Well my girls didn't cooperate with me, since they are Boer type mostly I put the buck in with them for September/October/November babies but apparently they didn't take. I ran the whole herd together this summer thinking they were bred. I was really trying to avoid the colder months! I am new at this and we have limited space.

I did have spring babies this year. Still got cold plus all the rain and mud, I was thinking fall babies would be nice. Also the market for meat goats is hot around Easter time.

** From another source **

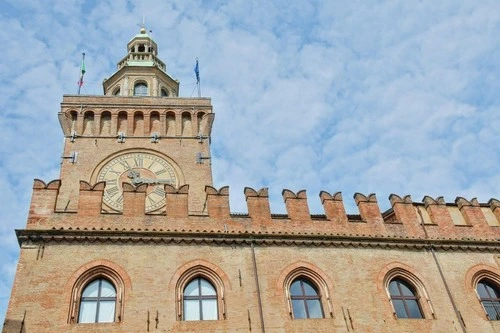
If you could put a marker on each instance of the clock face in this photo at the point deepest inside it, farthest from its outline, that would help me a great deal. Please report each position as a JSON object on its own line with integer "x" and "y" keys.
{"x": 137, "y": 169}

Just to let you know, it got down to 5 degrees last night. I checked on the babies during the night and they were laying beside Mom instead of their little box. They look good this morning, sucking on mom and then hopping around  Makes it worth all the work watching little ones learn how to play.


----------



## gccrook (Nov 21, 2003)

We just had Nubian kids. 2 a week ago Sunday, and 2 this past sunday. These last two were not nursing good, and it got real cold (25) and they just about did not make it. My wife took them to the vet who put them in a warm water bath, and told us to keep them inside, warm and fed for a couple of days or until they were walking about strongly. That was yesterday, and today they are doing much better. The mother was really bawling for them, so we brought her in to the back porch and brought her kids to her. She took right to them, and they began nursing. Hopefully they can go out tommorrow or the next day. She is a first time mother, and I think she will do great. The 2 kids born a week ago, have had no problem with the temperatures. Down to 19 last night.


----------



## JAS (Oct 15, 2003)

Well, I had a doe give birth last night in -6 temperature. I didn't think she would deliver yet as her bag was not filling out. I wonder if something else is wrong with her. She was not penned up and went outside, gave birth and went inside--left the babies out. She was a very good mother last year? I found them soon after but one was frozen already and I am trying to save the other one :waa: If he makes it he will be looking similar to a lamacha--his ears were frozen. I tried milking the mother and could not get anything? We checked her again this morning and still nothing? I got some Closterum (sp) from a friend this morning, hopefully we can nurse him back. The temperatures are going to hang around 5 til Christmas, ugh. The other kids seem to be doing well--come out to nurse and then climb back into their holes.


----------